One element of this is the freezing of CB assets. The terminology and press coverage of this is exaggerated. The root cause of confusion is the phrase "foreign exchange reserves". This phrase suggests a pool of assets that is available to the CB or the state on a rainy day. This is not correct.

At the heart of every CB is a `monetary balance sheet'. In this balance sheet, rubles are the liability and there are commensurate assets. The assets and the liabilities must be equal. That is, for every ruble issued, there must be an asset. The CB prints rubles, sells them in exchange for assets, and stores these assets. Conversely, it can choose to sell assets, obtain rubles, and extinguish them.

On the asset side, the CB can choose to hold domestic or foreign assets. It is these foreign assets that are confusingly termed `foreign exchange reserves'. They are not reserves in the sense that they cannot be used at will. They are spoken for: They are matched against rubles. If the CB chooses to sell those reserves, this will commensurately require shrinking the amount of rubles in the economy, which would involve increasing the short-term interest rate.

At a practical level, nothing has changed: There are rubles supporting transactions in the Russian economy, and they are associated with some assets that can't be traded. The basic machinery that constructs fiat money is working as it did before. The everyday task of the CB is to continuously change the size of its balance sheet (i.e. change the short-term interest rate) so as to deliver low and stable inflation. They are fully able to do this.

In fact, foreign assets on the CB balance sheet are not essential. It is quite feasible to create a fiat money by only having domestic assets on the CB balance sheet.

What the Russian CB is now unable to do is intrude upon the currency market. Normally, supply and demand determines the exchange rate. CBs have the ability to print local currency and use it to buy foreign assets such as US government bonds. These large trades could be used to distort the market-discovered price on the currency market. Once the Russian CB is frozen out of the global financial system, they are not able to do these trades.
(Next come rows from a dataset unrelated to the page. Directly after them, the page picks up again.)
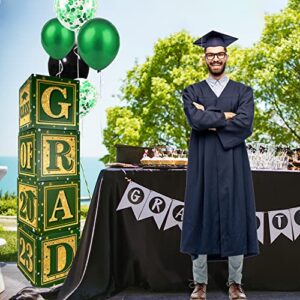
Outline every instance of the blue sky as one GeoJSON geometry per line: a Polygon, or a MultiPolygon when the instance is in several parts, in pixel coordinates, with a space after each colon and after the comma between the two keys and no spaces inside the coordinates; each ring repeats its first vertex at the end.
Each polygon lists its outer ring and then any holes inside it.
{"type": "MultiPolygon", "coordinates": [[[[81,121],[81,155],[100,157],[105,109],[118,105],[122,79],[137,60],[152,54],[159,38],[186,30],[200,37],[218,30],[239,37],[250,47],[260,38],[264,15],[279,12],[287,0],[102,0],[96,17],[118,29],[121,47],[101,75],[90,69],[88,79],[98,89],[97,105],[81,121]],[[101,76],[101,86],[100,86],[101,76]]],[[[43,25],[55,18],[54,0],[0,0],[0,157],[17,155],[18,91],[30,74],[48,75],[49,56],[40,41],[43,25]]],[[[1,160],[0,160],[1,164],[1,160]]]]}

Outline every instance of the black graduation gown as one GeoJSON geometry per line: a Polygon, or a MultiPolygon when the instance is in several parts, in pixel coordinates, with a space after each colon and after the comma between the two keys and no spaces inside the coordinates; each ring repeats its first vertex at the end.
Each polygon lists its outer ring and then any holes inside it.
{"type": "Polygon", "coordinates": [[[252,133],[253,91],[229,80],[217,97],[204,80],[183,91],[183,102],[192,131],[181,252],[192,258],[207,254],[209,260],[257,255],[255,198],[245,146],[252,133]],[[236,116],[225,120],[223,112],[236,116]]]}

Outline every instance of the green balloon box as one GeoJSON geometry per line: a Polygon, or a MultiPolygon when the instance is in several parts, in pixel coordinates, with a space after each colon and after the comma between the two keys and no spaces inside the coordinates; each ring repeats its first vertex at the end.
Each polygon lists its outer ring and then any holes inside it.
{"type": "Polygon", "coordinates": [[[80,235],[79,82],[32,74],[19,90],[18,267],[64,281],[80,235]]]}
{"type": "Polygon", "coordinates": [[[79,129],[79,82],[32,74],[19,90],[19,131],[79,129]]]}
{"type": "Polygon", "coordinates": [[[62,283],[71,268],[79,241],[79,228],[52,234],[35,234],[18,226],[18,267],[32,285],[62,283]]]}

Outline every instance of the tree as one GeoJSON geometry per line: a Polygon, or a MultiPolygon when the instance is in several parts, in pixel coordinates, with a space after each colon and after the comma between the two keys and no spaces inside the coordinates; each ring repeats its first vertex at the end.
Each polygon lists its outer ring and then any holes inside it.
{"type": "Polygon", "coordinates": [[[109,154],[102,158],[103,162],[115,159],[116,142],[187,148],[190,127],[183,113],[181,91],[206,76],[206,69],[199,65],[199,55],[193,38],[179,32],[159,40],[153,56],[127,73],[121,96],[127,106],[107,111],[104,145],[109,154]],[[136,124],[134,134],[120,136],[121,132],[128,133],[127,126],[132,128],[131,119],[136,124]]]}
{"type": "Polygon", "coordinates": [[[255,89],[254,138],[300,143],[300,2],[265,17],[260,41],[234,56],[234,76],[255,89]]]}
{"type": "Polygon", "coordinates": [[[115,161],[116,144],[140,145],[142,119],[135,117],[126,107],[107,109],[107,128],[104,130],[104,144],[108,150],[101,160],[104,163],[115,161]]]}
{"type": "MultiPolygon", "coordinates": [[[[279,14],[266,16],[261,40],[251,48],[230,47],[230,78],[255,90],[255,122],[251,140],[299,143],[300,13],[298,0],[290,0],[279,14]]],[[[116,143],[140,146],[172,145],[186,149],[188,126],[182,90],[207,77],[199,63],[203,51],[195,39],[179,32],[159,40],[151,57],[127,73],[121,89],[124,107],[107,111],[104,144],[115,160],[116,143]]]]}

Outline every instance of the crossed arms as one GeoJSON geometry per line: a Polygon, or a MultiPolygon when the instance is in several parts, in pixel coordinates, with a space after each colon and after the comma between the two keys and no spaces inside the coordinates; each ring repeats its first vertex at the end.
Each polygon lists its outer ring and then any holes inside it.
{"type": "MultiPolygon", "coordinates": [[[[200,109],[202,111],[205,110],[203,105],[201,105],[197,102],[193,102],[193,104],[197,109],[200,109]]],[[[229,120],[229,119],[232,119],[234,116],[236,116],[236,114],[233,112],[224,112],[224,116],[225,116],[225,120],[229,120]]],[[[212,128],[208,128],[208,130],[216,131],[217,129],[212,127],[212,128]]]]}
{"type": "Polygon", "coordinates": [[[195,102],[197,96],[193,86],[183,91],[182,99],[191,128],[196,131],[216,130],[224,149],[243,143],[252,134],[254,100],[250,87],[242,86],[235,113],[223,112],[214,105],[204,107],[195,102]]]}

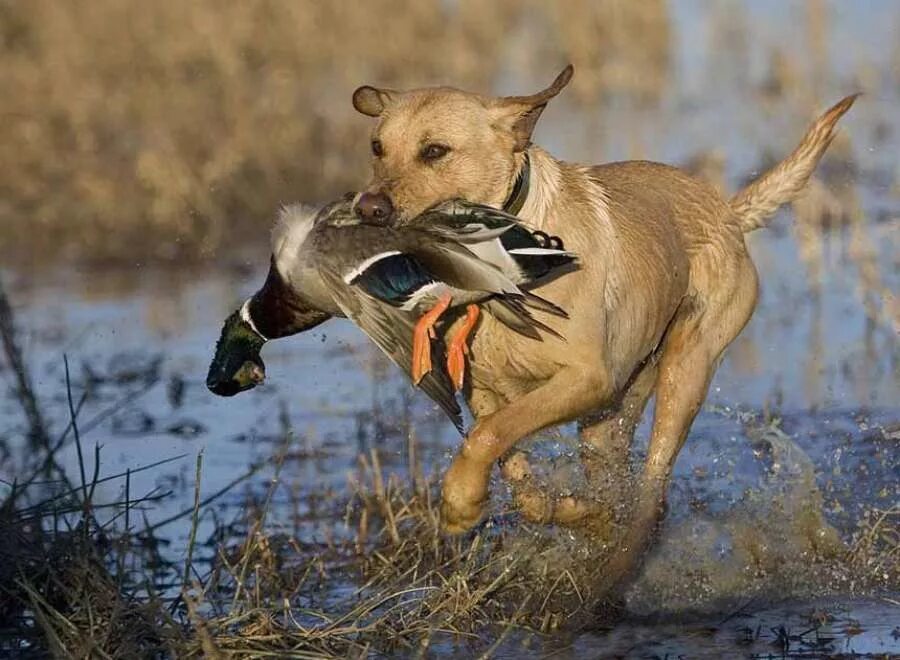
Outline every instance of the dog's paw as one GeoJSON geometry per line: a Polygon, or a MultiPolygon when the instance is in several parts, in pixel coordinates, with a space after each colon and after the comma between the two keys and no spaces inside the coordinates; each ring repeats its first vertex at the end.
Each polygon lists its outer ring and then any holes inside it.
{"type": "Polygon", "coordinates": [[[528,455],[522,451],[512,452],[500,466],[503,478],[510,483],[517,484],[530,479],[532,476],[531,464],[528,455]]]}
{"type": "Polygon", "coordinates": [[[441,529],[448,534],[464,534],[479,523],[483,513],[483,502],[467,502],[460,506],[444,499],[441,502],[441,529]]]}
{"type": "Polygon", "coordinates": [[[488,477],[476,466],[457,456],[444,475],[441,489],[441,527],[462,534],[481,520],[488,500],[488,477]]]}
Most well-structured CBs do not distort the currency market: They are organised around delivering an inflation target. The exchange rate is an important price in the economy, and as with the price of steel or petroleum products, state interference in this market subtracts value. A good organisation of monetary policy involves the CB staying out of the formation of the exchange rate, and focusing its power upon the job of delivering an inflation target.

When the Russian CB is cut off from trading its foreign assets, then, the impact is relatively mild. Nothing changes on the core business of a CB, to produce a fiat money and stabilise domestic inflation. For the duration of the sanctions, the Russian CB would not be able to engage in currency policy.

The USD/RUB exchange rate has gone from 84 to 124 in the last week. This seems like a reasonable response to the invasion, putting together the direct fiscal cost of the war, and the adverse impact of going back to self-reliance. If the Russian CB had access to foreign assets, and tried to fight this depreciation, it would be harmful to Russia.

The larger context is an important one. For countries like Ukraine and Taiwan, which have the state capacity in foreign policy to do coalitions as opposed to being isolated, aggressors are facing a new doctrine: "The joys of globalisation are conditional on good behaviour, the world will come together and endure pain in unplugging you if you misbehave." Within this overall framework, blocking the ability of the CB to trade foreign assets is one small component. It gets an exaggerated treatment owing to the confusing phrase `foreign exchange reserves'. However, all that happens is that the CB is not able to manipulate the currency market, the exchange rate has to be determined by the market.